The Toledo Board of Education yesterday welcomed two administrators and authorized the administration to start the process for putting a bond issue on the November ballot.
Two familiar faces with a combined nearly 80-year tenure with the district are retiring - Crystal Ellis, chief of staff and a former superintendent, and Richard Jackson, assistant superintendent of elementary education.
Filling their shoes will be Lonny J. Rivera as chief of staff, effective Aug. 18, and Romules Durant, assistant superintendent of elementary education, effective Aug. 4.
Mr. Rivera will be paid $99,352; Mr. Durant will be paid $76,526.
Mr. Rivera, principal at Coy Elementary School in Oregon since 2003, has worked in Toledo Public Schools as a principal, assistant principal, dean of students, and special education teacher.
Prior to his appointment, he will be the acting assistant superintendent for program development and advancement from Monday through Aug. 15.
Mr. Durant, most recently principal of Riverside Elementary, has been with the district since 1999 as a teacher, assistant principal, and principal.
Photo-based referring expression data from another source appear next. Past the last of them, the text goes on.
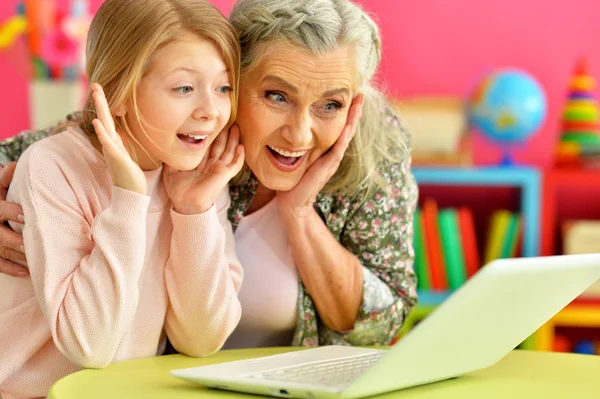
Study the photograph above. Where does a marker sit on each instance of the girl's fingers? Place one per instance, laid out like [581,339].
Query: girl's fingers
[218,145]
[102,110]
[108,145]
[232,144]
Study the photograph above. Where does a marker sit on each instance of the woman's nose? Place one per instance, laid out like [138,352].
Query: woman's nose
[299,132]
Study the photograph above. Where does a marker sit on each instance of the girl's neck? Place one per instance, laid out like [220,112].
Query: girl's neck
[262,197]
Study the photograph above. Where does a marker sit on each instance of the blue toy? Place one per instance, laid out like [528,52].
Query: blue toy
[508,106]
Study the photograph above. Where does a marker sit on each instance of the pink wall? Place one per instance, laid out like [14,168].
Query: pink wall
[441,47]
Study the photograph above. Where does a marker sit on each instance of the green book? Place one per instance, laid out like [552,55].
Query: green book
[421,262]
[512,235]
[452,248]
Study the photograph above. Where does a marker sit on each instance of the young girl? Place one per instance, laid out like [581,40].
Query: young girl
[127,237]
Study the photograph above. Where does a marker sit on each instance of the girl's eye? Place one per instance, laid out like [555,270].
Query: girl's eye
[184,89]
[225,89]
[275,96]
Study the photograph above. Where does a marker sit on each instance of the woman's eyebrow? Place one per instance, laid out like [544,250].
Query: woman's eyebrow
[276,79]
[334,92]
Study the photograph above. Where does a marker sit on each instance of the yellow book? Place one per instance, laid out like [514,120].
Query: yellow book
[497,231]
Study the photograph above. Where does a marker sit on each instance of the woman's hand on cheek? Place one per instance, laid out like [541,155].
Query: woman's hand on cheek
[195,191]
[125,173]
[297,203]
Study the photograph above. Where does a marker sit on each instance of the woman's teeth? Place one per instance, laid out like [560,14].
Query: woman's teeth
[192,138]
[289,154]
[196,137]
"Today I am excited to put together a team of individuals who are committed to education and to providing the best opportunities for the students of the Toledo Public Schools," Superintendent John Foley said in a statement. He is on vacation.
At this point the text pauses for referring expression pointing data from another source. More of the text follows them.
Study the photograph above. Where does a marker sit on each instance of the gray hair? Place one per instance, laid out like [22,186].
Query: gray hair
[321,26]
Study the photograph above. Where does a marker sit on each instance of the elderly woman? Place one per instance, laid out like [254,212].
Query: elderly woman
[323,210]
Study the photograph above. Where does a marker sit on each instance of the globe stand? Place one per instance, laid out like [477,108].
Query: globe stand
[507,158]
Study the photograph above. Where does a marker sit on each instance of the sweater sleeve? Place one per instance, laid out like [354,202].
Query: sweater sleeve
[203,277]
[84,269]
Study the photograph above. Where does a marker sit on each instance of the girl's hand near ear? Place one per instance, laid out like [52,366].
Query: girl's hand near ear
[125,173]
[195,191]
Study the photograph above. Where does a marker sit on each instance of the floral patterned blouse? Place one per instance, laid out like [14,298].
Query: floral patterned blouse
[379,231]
"We must continue to develop a leadership team that can continue to work toward improvement and progress."
The school board also authorized the administration to file the initial documents for a bond issue for the Nov. 4 ballot that could make available $37 million for capital improvements.
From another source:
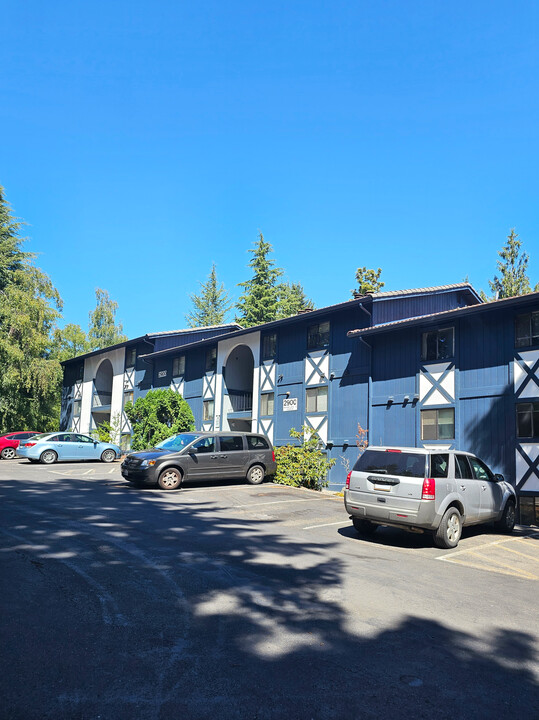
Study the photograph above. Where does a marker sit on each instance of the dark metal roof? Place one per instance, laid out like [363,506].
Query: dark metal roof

The vote was not to put the bond issue on the ballot, but rather just to start the process. The district has until Tuesday to file the initial paperwork and until Aug. 21 to decide whether to put the matter before voters.
The bond issue essentially would ask voters to alter the bond issue passed in 2002 for the district's building program.
At that time, the Building for Success project was about $800 million and since has been scaled back to about $640 million. The Ohio School Facilities Commission funds 77 percent of the program and the district pays the remaining 23 percent, generated through that 2002 bond issue. The difference between the bonds that could be issued in 2002 - $183 million - and bonds issued for the current project - $146 million - is where the $37 million comes from.
Because of the language of 2002 bond issue, the district only can spend bonds directly tied to the OSFC program. If the district had access to the $37 million, it could use it for capital improvements beyond the state plan's scope, such as for renovations.
Currently Waite High School, the former DeVilbiss High School that now houses Toledo Technology Academy, and Crossgates, Glendale-Feilbach, and Harvard elementary schools are to be renovated with local dollars.
There also has been discussion about taking Scott High School out of the plan.
TPS Treasurer Dan Romano stresses that the bond issue would not increase taxes beyond the 4.99-mill levy voters approved six years ago.
But if the board does not put it on the ballot or it is rejected, school-district residents will save about 20 percent over the course of the 28-year levy because the lower amount of bonds will be issued for the smaller-scale building program, Mr. Romano said.